1. Field of the Invention
This invention relates generally to signal processing, and more particularly to conversion of analog signals to digital signals.
2. Description of the Related Art
Conversion of analog signals to digital signals is employed for many signal processing applications. Examples of such applications include communications, sonar, radar, signals intelligence high quality headsets, hearing devices, etc. In some applications, a strong interfering signal may be present along with a weak desired analog signal that is to be processed by an analog to digital converter (ADC or A2D). Under such conditions, the ADC may not have enough dynamic range to handle the strong interferer and weak signal simultaneously. In this case, the ADC may become saturated by the strong interfering signal and the weak desired signal may be at best distorted and hard to detect and measure, and at worst may be rendered completely non-recoverable. Under some signal conditions, such as signals intelligence applications, there may be multiple strong signals such as jammers or interferers, and one or more desired signals. There may also be cases in which there is a single strong signal, but it is broadband in nature. In some cases, the desired signal/s may be relatively weak in comparison to the strong interferer/s.
Analog to digital converters are limited by their dynamic range which is measure of the strongest signal power to the weakest signal power allowed in which both signals can be detected. In the past, more bits have been added to an ADC in an attempt to increase dynamic range and facilitate analog to digital conversion of weaker desired signals in environments where strong interfering signals are present. However, increasing the number of bits results in limited bandwidth or higher power consumption, large form factor, heat dissipation, and cost. Furthermore, the current state of the art limits the amount of dynamic range that can be achieved by adding bits to an ADC. Another past approach for addressing strong interference and to increase the effective dynamic range has been to add upstream programmable analog filtering, together with interference detection and estimation, and controls for the programmable analog filtering. However, the interference suppression capability of this approach is limited by the shape control of analog filters, and it is not possible with this approach to remove an interferer that is occupying the same spectral space as the weak signal. It has also been proposed to address strong interference with weak analog signals by using a noise-shaping delta sigma ADC to suppress the interference while passing the desired weaker signal. While presenting an integrated approach with better form factor, this proposal suffers from similar drawbacks as upstream analog filtering. Further, filter performance and flexibility provided by currently available noise-shaping ADCs is not as good as the filter performance and flexibility provided by available separate analog filters.

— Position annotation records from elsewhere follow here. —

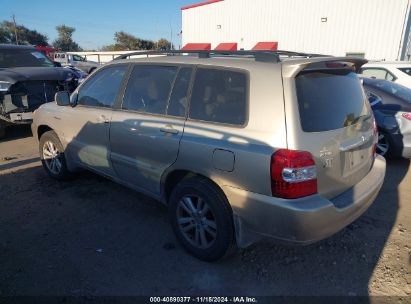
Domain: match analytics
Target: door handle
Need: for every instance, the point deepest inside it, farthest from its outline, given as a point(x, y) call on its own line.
point(169, 130)
point(103, 119)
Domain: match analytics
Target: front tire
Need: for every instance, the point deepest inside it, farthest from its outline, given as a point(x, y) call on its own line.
point(2, 129)
point(52, 156)
point(202, 219)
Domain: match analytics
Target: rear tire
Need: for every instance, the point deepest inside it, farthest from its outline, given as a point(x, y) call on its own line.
point(52, 156)
point(2, 129)
point(385, 145)
point(202, 219)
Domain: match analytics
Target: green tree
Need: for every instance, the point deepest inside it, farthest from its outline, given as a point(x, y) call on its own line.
point(25, 35)
point(127, 42)
point(65, 41)
point(163, 44)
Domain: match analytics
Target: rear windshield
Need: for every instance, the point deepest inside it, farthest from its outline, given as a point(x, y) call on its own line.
point(23, 58)
point(329, 100)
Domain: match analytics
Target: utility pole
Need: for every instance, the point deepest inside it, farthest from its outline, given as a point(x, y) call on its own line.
point(15, 29)
point(171, 36)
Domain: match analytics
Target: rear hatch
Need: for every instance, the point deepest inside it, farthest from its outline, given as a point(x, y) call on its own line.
point(328, 115)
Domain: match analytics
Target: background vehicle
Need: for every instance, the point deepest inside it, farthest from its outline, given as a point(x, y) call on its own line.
point(391, 104)
point(76, 61)
point(27, 80)
point(397, 71)
point(80, 75)
point(238, 148)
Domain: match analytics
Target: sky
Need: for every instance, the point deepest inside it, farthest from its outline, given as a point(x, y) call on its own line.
point(97, 21)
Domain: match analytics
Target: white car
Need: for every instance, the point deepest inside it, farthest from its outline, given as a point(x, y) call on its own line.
point(397, 71)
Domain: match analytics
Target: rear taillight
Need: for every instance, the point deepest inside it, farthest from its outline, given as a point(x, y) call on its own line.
point(293, 174)
point(374, 147)
point(406, 115)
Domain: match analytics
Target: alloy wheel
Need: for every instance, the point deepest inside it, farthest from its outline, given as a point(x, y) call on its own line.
point(196, 221)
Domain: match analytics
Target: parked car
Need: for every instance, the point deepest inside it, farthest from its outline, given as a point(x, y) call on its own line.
point(397, 71)
point(76, 61)
point(27, 80)
point(239, 149)
point(391, 104)
point(80, 75)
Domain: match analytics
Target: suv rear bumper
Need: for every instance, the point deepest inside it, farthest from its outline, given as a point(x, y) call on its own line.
point(305, 220)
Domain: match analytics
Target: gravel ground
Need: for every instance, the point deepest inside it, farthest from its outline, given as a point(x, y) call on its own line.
point(92, 237)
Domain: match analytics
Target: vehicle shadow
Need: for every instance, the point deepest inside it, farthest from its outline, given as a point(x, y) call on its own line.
point(16, 131)
point(140, 244)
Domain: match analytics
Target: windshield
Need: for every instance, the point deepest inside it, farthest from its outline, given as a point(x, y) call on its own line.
point(330, 100)
point(23, 58)
point(394, 89)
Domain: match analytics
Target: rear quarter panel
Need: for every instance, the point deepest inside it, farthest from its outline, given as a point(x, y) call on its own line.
point(252, 144)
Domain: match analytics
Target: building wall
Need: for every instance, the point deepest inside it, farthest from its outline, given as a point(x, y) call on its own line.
point(374, 27)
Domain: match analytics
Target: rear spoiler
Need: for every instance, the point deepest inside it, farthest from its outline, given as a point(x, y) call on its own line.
point(291, 68)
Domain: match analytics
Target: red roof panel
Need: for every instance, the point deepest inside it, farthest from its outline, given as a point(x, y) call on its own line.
point(200, 4)
point(266, 46)
point(228, 46)
point(197, 47)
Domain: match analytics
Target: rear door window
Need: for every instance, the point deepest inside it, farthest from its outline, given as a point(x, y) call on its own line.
point(329, 100)
point(102, 89)
point(149, 88)
point(219, 96)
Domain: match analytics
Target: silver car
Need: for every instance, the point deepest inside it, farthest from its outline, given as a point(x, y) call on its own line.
point(241, 146)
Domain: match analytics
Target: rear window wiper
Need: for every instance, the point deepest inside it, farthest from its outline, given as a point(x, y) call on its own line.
point(349, 122)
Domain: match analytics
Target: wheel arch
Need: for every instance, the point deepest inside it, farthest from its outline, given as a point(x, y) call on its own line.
point(41, 129)
point(173, 177)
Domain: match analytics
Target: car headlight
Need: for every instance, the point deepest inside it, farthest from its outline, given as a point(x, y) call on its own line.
point(5, 86)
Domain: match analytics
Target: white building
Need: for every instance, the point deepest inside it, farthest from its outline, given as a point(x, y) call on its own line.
point(375, 29)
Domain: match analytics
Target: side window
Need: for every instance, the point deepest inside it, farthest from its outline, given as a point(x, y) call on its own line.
point(219, 96)
point(78, 58)
point(178, 100)
point(389, 77)
point(148, 88)
point(376, 73)
point(102, 89)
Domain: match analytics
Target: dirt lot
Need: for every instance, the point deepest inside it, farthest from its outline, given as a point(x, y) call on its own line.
point(92, 237)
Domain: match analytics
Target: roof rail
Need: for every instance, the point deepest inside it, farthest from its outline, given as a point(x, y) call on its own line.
point(265, 56)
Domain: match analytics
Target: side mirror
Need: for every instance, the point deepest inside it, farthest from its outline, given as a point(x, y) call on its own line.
point(62, 98)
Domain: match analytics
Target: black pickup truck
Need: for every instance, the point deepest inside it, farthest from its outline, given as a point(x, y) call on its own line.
point(27, 80)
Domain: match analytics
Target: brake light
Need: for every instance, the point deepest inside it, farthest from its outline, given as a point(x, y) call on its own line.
point(374, 148)
point(293, 174)
point(406, 115)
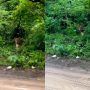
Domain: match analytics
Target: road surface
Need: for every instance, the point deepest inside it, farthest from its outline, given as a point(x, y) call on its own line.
point(65, 77)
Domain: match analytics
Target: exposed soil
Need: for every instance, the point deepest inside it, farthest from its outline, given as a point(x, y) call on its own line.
point(65, 74)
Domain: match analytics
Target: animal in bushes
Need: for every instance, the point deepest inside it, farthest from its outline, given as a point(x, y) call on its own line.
point(81, 28)
point(18, 35)
point(18, 42)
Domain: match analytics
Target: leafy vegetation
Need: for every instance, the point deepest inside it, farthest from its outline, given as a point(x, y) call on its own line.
point(68, 28)
point(29, 15)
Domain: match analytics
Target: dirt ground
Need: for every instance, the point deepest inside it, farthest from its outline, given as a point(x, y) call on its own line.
point(21, 80)
point(64, 74)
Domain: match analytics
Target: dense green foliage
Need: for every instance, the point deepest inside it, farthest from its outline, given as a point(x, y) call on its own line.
point(30, 15)
point(62, 27)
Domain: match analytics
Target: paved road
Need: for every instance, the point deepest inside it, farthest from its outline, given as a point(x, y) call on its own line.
point(13, 80)
point(63, 78)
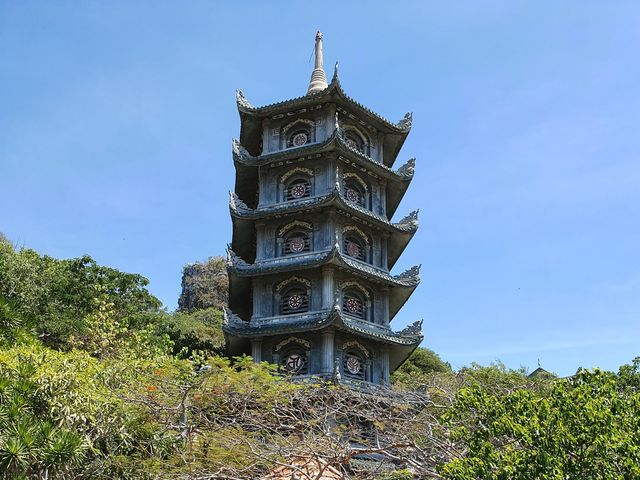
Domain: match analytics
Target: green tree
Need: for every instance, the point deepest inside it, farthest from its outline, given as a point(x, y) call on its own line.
point(421, 362)
point(585, 427)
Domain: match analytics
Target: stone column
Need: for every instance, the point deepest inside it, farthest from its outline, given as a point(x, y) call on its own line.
point(327, 288)
point(384, 361)
point(257, 290)
point(385, 305)
point(266, 136)
point(327, 351)
point(256, 349)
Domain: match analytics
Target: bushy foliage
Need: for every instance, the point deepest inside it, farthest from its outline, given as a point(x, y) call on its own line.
point(421, 363)
point(58, 297)
point(97, 381)
point(204, 285)
point(584, 427)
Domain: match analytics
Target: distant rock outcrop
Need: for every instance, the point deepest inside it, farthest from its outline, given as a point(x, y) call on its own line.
point(204, 285)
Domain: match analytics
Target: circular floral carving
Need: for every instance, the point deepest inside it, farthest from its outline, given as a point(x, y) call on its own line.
point(353, 365)
point(353, 305)
point(299, 139)
point(353, 195)
point(296, 244)
point(294, 362)
point(298, 190)
point(295, 301)
point(353, 249)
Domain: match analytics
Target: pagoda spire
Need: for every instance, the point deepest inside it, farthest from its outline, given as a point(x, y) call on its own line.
point(318, 78)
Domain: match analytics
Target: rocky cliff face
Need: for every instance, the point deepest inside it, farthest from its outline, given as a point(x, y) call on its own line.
point(204, 285)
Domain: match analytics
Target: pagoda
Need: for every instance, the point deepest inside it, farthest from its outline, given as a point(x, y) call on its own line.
point(313, 243)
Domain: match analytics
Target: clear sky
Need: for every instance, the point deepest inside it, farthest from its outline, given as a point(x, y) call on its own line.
point(116, 120)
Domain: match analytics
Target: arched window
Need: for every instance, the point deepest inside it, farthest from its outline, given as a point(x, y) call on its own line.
point(354, 365)
point(294, 361)
point(355, 246)
point(354, 304)
point(356, 139)
point(299, 187)
point(295, 299)
point(296, 241)
point(298, 138)
point(354, 192)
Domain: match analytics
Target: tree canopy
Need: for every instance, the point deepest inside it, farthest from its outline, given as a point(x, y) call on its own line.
point(98, 381)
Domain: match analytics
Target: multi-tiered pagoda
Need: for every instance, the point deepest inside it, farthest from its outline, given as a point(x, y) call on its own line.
point(313, 242)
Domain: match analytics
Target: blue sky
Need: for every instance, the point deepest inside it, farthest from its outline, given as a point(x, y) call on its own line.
point(116, 120)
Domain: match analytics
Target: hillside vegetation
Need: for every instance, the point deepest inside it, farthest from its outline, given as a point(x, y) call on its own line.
point(98, 381)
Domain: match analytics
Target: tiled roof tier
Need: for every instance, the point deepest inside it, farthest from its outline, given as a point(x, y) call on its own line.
point(244, 218)
point(411, 335)
point(251, 118)
point(335, 142)
point(333, 92)
point(408, 224)
point(236, 266)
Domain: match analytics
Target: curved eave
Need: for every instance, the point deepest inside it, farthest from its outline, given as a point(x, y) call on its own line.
point(289, 263)
point(251, 118)
point(246, 164)
point(400, 287)
point(407, 225)
point(238, 332)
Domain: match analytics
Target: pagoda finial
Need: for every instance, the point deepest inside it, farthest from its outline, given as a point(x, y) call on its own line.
point(318, 78)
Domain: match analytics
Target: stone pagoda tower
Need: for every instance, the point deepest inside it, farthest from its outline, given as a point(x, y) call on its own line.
point(313, 242)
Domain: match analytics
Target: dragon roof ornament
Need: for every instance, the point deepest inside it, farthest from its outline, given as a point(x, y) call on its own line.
point(407, 169)
point(242, 101)
point(406, 122)
point(412, 273)
point(412, 330)
point(234, 260)
point(316, 320)
point(239, 150)
point(410, 220)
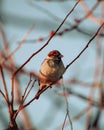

Another proposed technique to effectively increase the dynamic range of an ADC is to use non-uniform sampling at an average rate less than Nyquist sampling. The advantage of non-uniform sampling is that the ADC average speed is slower and hence the ADC can be designed with more bits while keeping the total cost and power consumption reasonable and allowing more effective bits to be achieved. This approach suffers from lost information caused by the non-uniform sub-Nyquist sampling (limiting the signal environment that the technique will work) and costly post-processing requirements, along with difficulty in achieving the timing accuracy required for signal re-construction even in the limited environments that the technique can work.
Another technique used to increase the dynamic range of ADCs is to time-interleave multiple ADCs. This allows slower ADCs with more bits to be used, while increasing the total sample rate by using multiple ADCs. This technique suffers from increased power consumption, heat dissipation, and costly post-processing to correct interleaving imperfections and to compensate for differing channel characteristics. In addition, this technique is limited as to how many ADCs effectively be interleaved in practice, even with post-processing correction.
Yet another proposal has been made to combine the outputs of two ADCs that process an input signal that includes a weak desired signal in the presence of a strong interferer. In this latter proposal, a first one of the two ADCs is provided with an attenuator that provides an attenuated input to the first ADC, and the second one of the two ADCs has a non-attenuated input. The second non-attenuated ADC becomes saturated in the presence of the strong interferer while the first attenuated ADC remains unsaturated. However, once the second non-attenuated ADC becomes saturated, there is not a way to intelligently combine the output information from the saturated second ADC with the output information from the non-saturated first ADC; thus this approach requires two separate receiver paths and the associated processing and is therefore inefficient.